Second reason I don't think is necessary. If the property's syntax tree contains any reference to an undefined variable named field, then you know it needs to emit an automatic backing field.

lachbaer commented 7 years ago

The alternative is to start thinking about properties a bit differently. Every property has an explicit (synthesized) backing field, unless it is opt'ed out, because it is not needed (no get; or set; and no field used). This little change in philosophy is even backwards compatible in (emmited) code.

jnm2 commented 7 years ago

I think a field property modifier is unnecessary verbosity. The keyword should just be available for use the same place you look at to see the backing field anyway.

mattwar commented 7 years ago

@jamesqo That delegate caching is for static delegates where they are not being cached in some circumstances today. It is unlikely that the InitializeFoo method is static.

jamesqo commented 7 years ago

@mattwar Then we can simply open a corefx proposal to add EnsureInitialized overloads that accept state? e.g.

public class LazyInitializer
{
    public static T EnsureInitialized<T, TState>(ref T value, TState state, Func<TState, T> factory);
}

public T Foo => EnsureInitialized(ref field, this, self => self.InitializeFoo());

And again, the extra allocations may be dwarfed by the initialization logic in some cases.

sonnemaf commented 6 years ago

Instead of introducing a new 'field' keyword you could maybe use the _ (discard) symbol.

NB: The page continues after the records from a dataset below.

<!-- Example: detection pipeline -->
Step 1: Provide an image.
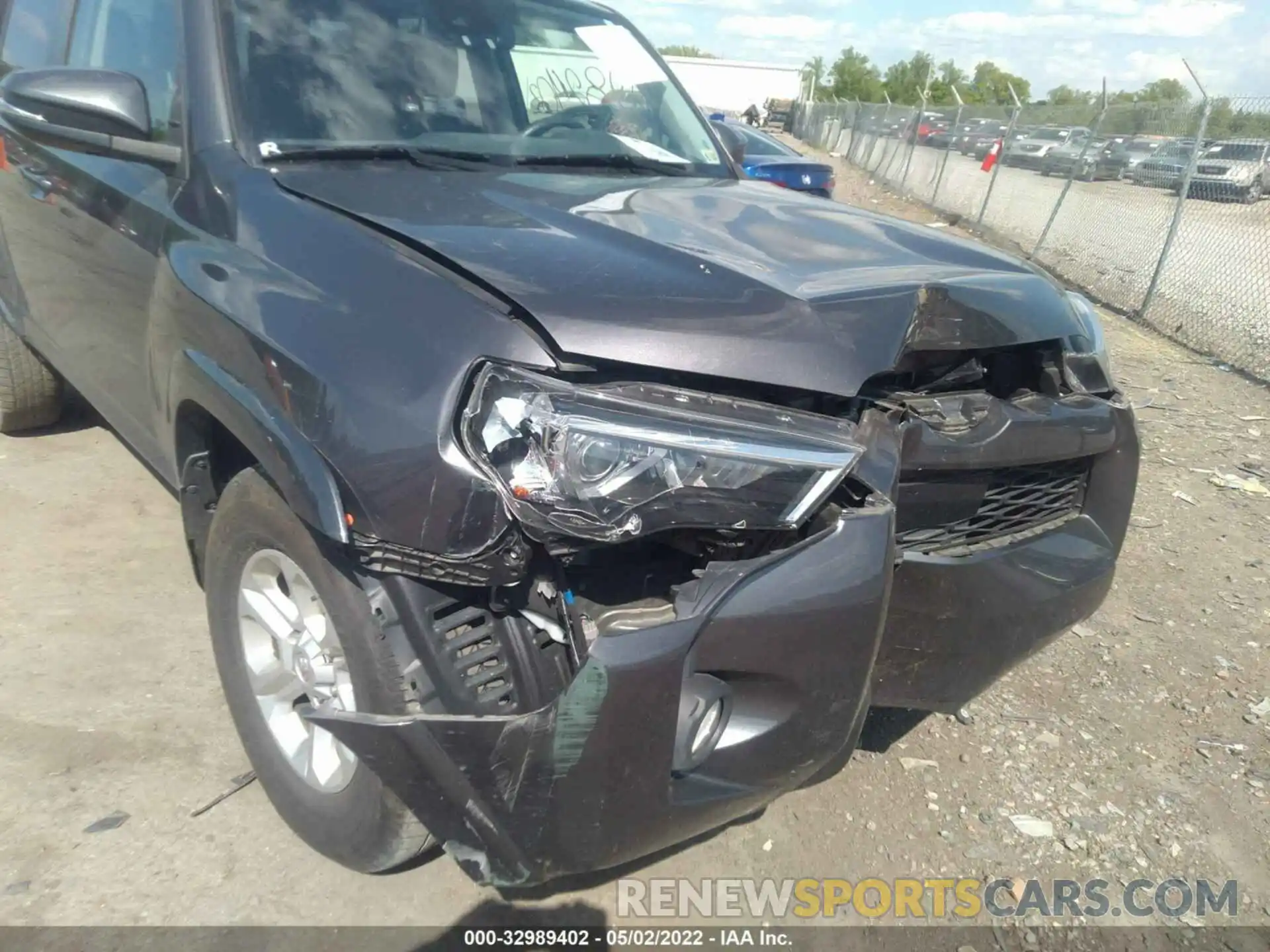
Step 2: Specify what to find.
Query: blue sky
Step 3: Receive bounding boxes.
[609,0,1270,98]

This would avoid conflicts in old code.

class Employee {

    public string Name {
        get { return _; }
        set { _ = value?.ToUpper(); }
    }

    public decimal Salary {
        get;
        set { _ = value >= 0 ? value : throw new ArgumentOutOfRangeException(); }
    } = 100;
}

I think this could work.

lachbaer commented 6 years ago

@sonnemaf _ = value; already is valid code (it evaluates the right hand expression and discards its result). Therefore it does not work.

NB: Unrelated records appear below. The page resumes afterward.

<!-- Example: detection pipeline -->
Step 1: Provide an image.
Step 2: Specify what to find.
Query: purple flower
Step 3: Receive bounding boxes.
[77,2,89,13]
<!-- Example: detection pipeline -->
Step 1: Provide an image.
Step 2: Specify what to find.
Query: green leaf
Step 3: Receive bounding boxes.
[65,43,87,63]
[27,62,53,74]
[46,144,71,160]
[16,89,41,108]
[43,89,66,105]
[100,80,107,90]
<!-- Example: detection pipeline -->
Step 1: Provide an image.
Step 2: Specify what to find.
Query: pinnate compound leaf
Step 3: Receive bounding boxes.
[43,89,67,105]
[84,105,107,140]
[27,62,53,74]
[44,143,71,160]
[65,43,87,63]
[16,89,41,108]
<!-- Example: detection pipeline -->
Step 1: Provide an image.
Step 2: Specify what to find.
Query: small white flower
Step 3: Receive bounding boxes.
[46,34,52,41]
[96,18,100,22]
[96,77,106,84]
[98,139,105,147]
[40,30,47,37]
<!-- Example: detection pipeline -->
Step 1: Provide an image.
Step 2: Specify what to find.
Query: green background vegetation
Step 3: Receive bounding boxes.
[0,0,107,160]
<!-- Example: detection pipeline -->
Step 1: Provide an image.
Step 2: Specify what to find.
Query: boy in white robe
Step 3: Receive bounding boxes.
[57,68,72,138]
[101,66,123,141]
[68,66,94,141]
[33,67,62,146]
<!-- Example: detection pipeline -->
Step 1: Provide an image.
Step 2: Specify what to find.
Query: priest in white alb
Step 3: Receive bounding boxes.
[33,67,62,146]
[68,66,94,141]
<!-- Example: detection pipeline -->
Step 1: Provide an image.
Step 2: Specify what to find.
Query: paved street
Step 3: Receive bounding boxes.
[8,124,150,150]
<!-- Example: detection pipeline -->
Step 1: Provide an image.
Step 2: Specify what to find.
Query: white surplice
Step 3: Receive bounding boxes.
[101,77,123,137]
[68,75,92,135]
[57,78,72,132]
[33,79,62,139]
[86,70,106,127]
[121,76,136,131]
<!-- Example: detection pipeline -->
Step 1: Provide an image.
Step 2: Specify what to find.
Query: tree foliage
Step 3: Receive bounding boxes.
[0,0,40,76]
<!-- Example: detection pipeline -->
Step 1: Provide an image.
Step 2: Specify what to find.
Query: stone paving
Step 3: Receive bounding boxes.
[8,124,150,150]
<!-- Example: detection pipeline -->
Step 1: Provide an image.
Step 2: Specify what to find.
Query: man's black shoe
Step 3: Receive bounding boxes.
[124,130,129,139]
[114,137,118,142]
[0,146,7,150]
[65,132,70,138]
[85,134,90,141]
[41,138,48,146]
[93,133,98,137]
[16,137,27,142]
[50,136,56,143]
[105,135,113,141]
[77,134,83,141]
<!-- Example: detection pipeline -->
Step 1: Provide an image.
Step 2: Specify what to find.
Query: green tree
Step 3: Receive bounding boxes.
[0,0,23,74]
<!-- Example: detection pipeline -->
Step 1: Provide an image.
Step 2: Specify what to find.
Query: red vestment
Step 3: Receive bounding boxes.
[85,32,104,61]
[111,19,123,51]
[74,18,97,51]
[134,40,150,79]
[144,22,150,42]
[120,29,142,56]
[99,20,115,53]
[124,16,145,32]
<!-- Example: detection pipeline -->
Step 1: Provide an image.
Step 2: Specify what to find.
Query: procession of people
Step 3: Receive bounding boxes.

lachbaer commented 6 years ago

Still there are some more questions to answer.

  1. What happens when an [inherited] field with the name field exists?
  2. What if #133 arrives and a property-scoped variable named field is declared?
  3. What if field was a delegate and a member method named field is available?
  4. If a local named field is declared, what about highlighting that keyword within the accessor?

When thinking about it some time, you can come up with quite a long ruleset that must be followed. By always adding the modifier field to the property, this feature is switched on by demand and any occurance of the identifier field within the accessors references the backing-field, shadowing all other members with that name.

yaakov-h commented 6 years ago

@lachbaer: I'd expect an existing variable, field or property named field would take precedence, otherwise backwards compatibility dies. field as a keyword would have to be conditional on nothing else having that name.

lachbaer commented 6 years ago

@yaakov-h It's not that easy. Just as one example imagine you have a class that inherits from a class that has a field member.

class A {
    protected int field;
    [...]
}

class B : A {
    public int Foo {
        get => field;
        set => field = value;
    }
}

Just by the looks of class B (without pure knowledge of A) you don't know what field refers to.

As a second example imagine that class B wasn't derived from class A in the first step and a refactoring made the programmer do so. Before Foo was a semi-auto-property, now no compiling error occurs, but A.field is referenced by the compiler.

As I already said, a mandatory field modifier eliminates all those cases that can break or at least complicate existing code. You can always target the member in a public field int Property by using this.field.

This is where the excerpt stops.